Kein Wunder, dass Deutschland in der jährlich aktualisierten Liste der Pressefreiheit lediglich Platz 17 belegt. Erstellt wird diese Liste von der Menschenrechtsorganisation "Reporter ohne Grenzen", die 1985 von Journalisten in Frankreich gegründet wurde. Vorstandssprecher der in Berlin ansässigen deutschen Sektion ist Michael Rediske - und der wundert sich keineswegs über das vergleichsweise schlechte Abschneiden.

Vorbild Skandinavien

Michael Rediske von "Reporter ohne Grenzen" (Foto: D. Gust)
Michael Rediske von "Reporter ohne Grenzen"Bild: D. Gust

Spitzenreiter in Sachen Pressefreiheit sind seit Jahren skandinavische Länder. In Schweden seien die staatlichen Behörden sogar gehalten, den Schutz von Informanten zu garantieren, sagt Rediske. In Deutschland sei das leider nicht der Fall. Immer wieder gebe es Durchsuchungen von Redaktionen. Umso mehr freut sich Rediske darüber, dass die schon einige Jahre zurückliegende Durchsuchung des Hamburger Radiosenders "Freies Sender Kombinat" vom Bundesverfassungsgericht als verfassungswidrig beurteilt wurde. In der Anfang Januar 2011 veröffentlichten Begründung heißt es, die Durchsuchung der Räume des Radiosenders und die Sicherstellung von Redaktionsunterlagen stellten einen Eingriff in die Presse- und Rundfunkfreiheit dar (Aktenzeichen 1BvR 1739/04 und 1BvR 2020/04).

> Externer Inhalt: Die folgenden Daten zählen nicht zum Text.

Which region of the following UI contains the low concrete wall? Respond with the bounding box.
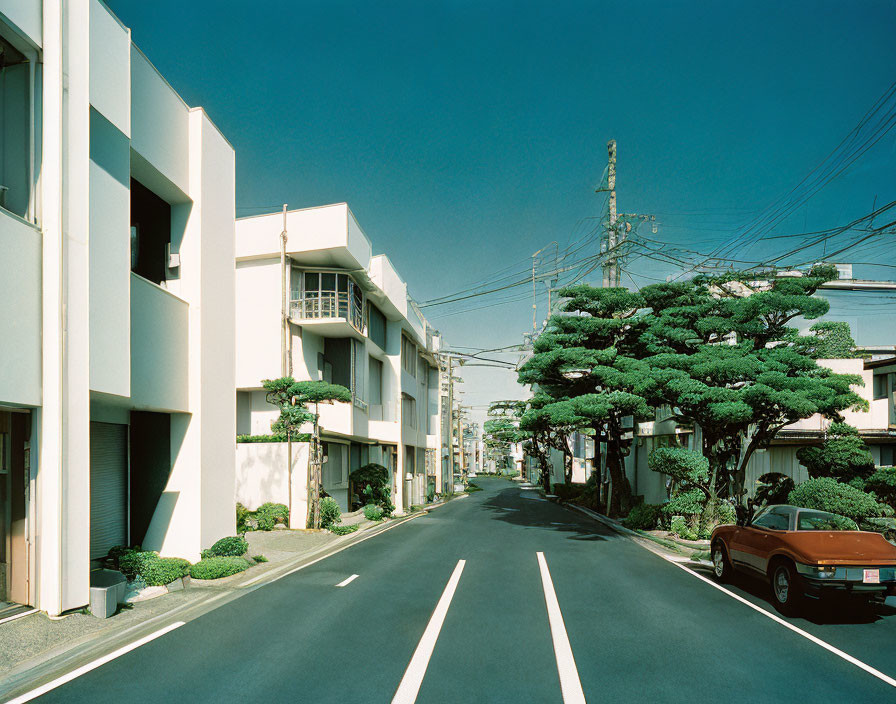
[236,442,309,529]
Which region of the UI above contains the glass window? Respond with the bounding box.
[0,32,31,219]
[401,335,417,377]
[797,510,858,531]
[337,274,349,293]
[321,272,336,291]
[752,509,790,531]
[874,374,889,401]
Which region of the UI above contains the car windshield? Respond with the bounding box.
[796,509,858,531]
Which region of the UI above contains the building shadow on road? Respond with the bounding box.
[479,487,614,542]
[688,562,896,626]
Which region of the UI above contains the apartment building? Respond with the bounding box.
[0,1,236,614]
[234,203,444,517]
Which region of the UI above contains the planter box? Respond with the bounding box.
[89,569,127,619]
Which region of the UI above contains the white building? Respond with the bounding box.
[0,1,236,615]
[234,203,444,518]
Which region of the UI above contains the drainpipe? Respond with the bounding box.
[280,204,289,377]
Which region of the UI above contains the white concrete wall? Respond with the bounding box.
[0,0,41,46]
[130,274,189,412]
[0,212,41,406]
[236,442,309,529]
[235,258,282,389]
[786,358,880,431]
[88,0,130,137]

Ein Ende staatlicher Eingriffe hält Rediske trotz dieses Erfolges für unwahrscheinlich: "Die Strafverfolgungsbehörden werden immer wieder versuchen, diesen Informantenschutz zu durchlöchern."

Im Zweifel für die Pressefreiheit

Auf die Rechtssprechung des höchsten deutschen Gerichts konnten sich Journalisten schon häufiger verlassen. So wurde das Gesetz zur sogenannten Online-Durchsuchung gekippt, das dem Staat unter bestimmten Voraussetzungen die heimliche Überwachung privat genutzter Computer ermöglicht hätte. Auch das Gesetz zur verdachtsunabhängigen Speicherung des gesamten Telekommunikationsverkehrs, die sogenannte Vorratsdaten-Speicherung, war nicht verfassungskonform. Beide Gesetze hätten die Arbeitsbedingungen für Journalisten beeinträchtigt, weil sie vor möglichen Ausspähungen nicht mehr sicher gewesen wären.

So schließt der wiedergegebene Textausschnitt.